ほとんどは診察時に無症状ですが、進行した重症例では運動不耐性・失神・腹水・頸動脈拍動といった右心不全の症状を示します。また、重症例では、三尖弁閉鎖不全症・不整脈・鬱血性心不全などを合併することがあります。突然死をする可能性もある病気です。

【治療】

運動制限などの支持療法に加え、内科療法と外科療法があります。

内科治療・・β受容体遮断薬を使用します。鬱血症状が見られる際は、利尿剤も追加で使用する場合が多いです。

外科治療・・バルーンカテーテルにより狭窄部を拡張するバルーン弁形成術、人工心肺を用いて行う右室流出路拡大形成術などがあります。

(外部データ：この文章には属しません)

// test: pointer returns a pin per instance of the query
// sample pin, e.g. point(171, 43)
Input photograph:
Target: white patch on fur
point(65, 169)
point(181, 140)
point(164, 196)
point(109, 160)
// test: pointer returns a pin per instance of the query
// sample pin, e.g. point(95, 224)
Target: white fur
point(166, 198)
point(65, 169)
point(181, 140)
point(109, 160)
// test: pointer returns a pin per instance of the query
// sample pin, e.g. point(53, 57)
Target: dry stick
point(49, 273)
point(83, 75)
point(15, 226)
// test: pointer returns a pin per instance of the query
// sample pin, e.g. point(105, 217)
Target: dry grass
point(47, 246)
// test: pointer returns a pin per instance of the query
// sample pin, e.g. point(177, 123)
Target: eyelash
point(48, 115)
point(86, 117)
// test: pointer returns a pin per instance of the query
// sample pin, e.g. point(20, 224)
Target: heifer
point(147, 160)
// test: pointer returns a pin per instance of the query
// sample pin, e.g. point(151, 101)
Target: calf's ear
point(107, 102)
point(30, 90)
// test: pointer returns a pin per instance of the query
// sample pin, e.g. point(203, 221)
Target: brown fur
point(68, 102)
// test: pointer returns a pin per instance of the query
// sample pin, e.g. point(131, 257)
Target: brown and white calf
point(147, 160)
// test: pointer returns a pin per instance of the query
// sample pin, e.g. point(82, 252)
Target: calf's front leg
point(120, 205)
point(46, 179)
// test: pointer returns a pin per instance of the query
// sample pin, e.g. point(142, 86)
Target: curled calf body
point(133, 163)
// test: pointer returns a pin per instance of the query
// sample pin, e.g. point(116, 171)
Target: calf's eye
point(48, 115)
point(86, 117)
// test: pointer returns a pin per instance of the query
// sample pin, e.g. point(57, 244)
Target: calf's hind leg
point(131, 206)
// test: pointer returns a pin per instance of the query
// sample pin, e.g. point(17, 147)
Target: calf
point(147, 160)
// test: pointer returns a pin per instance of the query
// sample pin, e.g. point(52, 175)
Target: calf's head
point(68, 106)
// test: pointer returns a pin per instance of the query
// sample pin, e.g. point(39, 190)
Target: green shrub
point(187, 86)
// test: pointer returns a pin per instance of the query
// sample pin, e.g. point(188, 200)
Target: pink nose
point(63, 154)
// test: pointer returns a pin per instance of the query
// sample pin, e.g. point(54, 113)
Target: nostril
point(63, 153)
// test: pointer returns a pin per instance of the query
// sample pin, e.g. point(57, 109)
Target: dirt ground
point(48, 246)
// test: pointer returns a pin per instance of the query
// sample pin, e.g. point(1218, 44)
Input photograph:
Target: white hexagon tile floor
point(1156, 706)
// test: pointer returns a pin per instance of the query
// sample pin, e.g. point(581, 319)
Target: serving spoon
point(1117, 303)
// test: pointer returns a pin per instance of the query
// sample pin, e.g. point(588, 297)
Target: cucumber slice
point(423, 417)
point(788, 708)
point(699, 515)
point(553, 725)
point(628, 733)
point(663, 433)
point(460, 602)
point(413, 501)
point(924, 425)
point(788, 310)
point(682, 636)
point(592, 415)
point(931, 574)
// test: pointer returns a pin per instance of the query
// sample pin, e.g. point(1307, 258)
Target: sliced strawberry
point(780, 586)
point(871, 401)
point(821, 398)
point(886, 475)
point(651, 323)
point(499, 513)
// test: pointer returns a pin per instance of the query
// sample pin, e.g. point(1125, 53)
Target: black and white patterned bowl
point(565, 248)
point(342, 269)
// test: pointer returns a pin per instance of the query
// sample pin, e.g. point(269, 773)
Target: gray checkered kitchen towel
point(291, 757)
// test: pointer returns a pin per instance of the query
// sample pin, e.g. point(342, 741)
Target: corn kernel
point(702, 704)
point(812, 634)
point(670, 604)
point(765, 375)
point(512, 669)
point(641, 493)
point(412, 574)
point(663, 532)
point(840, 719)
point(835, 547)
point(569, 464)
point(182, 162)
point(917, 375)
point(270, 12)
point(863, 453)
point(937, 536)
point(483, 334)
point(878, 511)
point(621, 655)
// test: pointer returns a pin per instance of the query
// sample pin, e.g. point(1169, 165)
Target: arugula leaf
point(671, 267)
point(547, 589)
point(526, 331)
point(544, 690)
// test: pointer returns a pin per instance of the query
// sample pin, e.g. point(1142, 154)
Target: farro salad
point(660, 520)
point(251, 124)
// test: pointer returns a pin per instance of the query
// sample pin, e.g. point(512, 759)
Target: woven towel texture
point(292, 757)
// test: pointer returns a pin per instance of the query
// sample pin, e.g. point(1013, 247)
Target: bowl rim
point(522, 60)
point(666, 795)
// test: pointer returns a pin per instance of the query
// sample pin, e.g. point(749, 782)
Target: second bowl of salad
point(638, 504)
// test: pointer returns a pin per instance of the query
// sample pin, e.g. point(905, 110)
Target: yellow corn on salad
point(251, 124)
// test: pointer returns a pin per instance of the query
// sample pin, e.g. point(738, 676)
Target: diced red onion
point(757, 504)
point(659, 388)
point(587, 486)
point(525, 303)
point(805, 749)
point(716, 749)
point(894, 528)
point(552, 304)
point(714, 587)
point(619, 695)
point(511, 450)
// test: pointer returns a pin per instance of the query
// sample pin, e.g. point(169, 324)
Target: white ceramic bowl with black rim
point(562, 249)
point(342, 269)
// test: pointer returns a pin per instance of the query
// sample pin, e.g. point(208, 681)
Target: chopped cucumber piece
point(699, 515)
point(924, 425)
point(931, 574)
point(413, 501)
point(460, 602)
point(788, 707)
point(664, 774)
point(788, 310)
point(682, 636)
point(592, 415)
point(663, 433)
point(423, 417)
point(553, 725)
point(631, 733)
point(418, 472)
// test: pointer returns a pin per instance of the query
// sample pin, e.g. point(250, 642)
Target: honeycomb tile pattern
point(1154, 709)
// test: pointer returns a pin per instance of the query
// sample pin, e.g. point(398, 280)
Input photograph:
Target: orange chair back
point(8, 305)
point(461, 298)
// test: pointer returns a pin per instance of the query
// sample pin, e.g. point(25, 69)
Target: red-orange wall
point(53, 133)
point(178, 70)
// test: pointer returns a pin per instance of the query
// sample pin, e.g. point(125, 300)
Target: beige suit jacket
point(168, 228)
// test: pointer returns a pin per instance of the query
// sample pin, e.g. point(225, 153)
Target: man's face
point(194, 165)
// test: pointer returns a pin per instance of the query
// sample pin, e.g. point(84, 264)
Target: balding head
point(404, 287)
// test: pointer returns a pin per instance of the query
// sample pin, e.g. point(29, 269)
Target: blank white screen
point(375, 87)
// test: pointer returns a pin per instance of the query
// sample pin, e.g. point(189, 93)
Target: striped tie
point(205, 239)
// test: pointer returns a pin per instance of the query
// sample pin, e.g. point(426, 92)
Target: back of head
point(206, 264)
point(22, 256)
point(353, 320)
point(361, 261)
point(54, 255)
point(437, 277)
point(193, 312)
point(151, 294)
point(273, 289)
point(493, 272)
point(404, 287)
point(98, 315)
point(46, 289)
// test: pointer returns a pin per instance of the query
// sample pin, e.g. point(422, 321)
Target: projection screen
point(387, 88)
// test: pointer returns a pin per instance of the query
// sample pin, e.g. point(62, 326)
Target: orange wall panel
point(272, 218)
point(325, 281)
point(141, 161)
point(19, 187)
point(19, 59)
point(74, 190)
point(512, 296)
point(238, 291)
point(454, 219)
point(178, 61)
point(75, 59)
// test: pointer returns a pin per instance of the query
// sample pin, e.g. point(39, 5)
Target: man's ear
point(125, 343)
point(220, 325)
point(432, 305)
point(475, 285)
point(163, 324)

ほうじちゃと同じく看板犬の「こぶちゃ」も肺動脈弁狭窄症が先天的にありましたが、6ヶ月齢の時に心臓カテーテルを用いたバルーン弁口拡大術を行い、今はとても元気です!

まとめ

ワンちゃん、ネコちゃんの先天性疾患の代表的な5つを紹介しました。子犬・子猫を受け入れた際には先天性疾患に注意しましょう。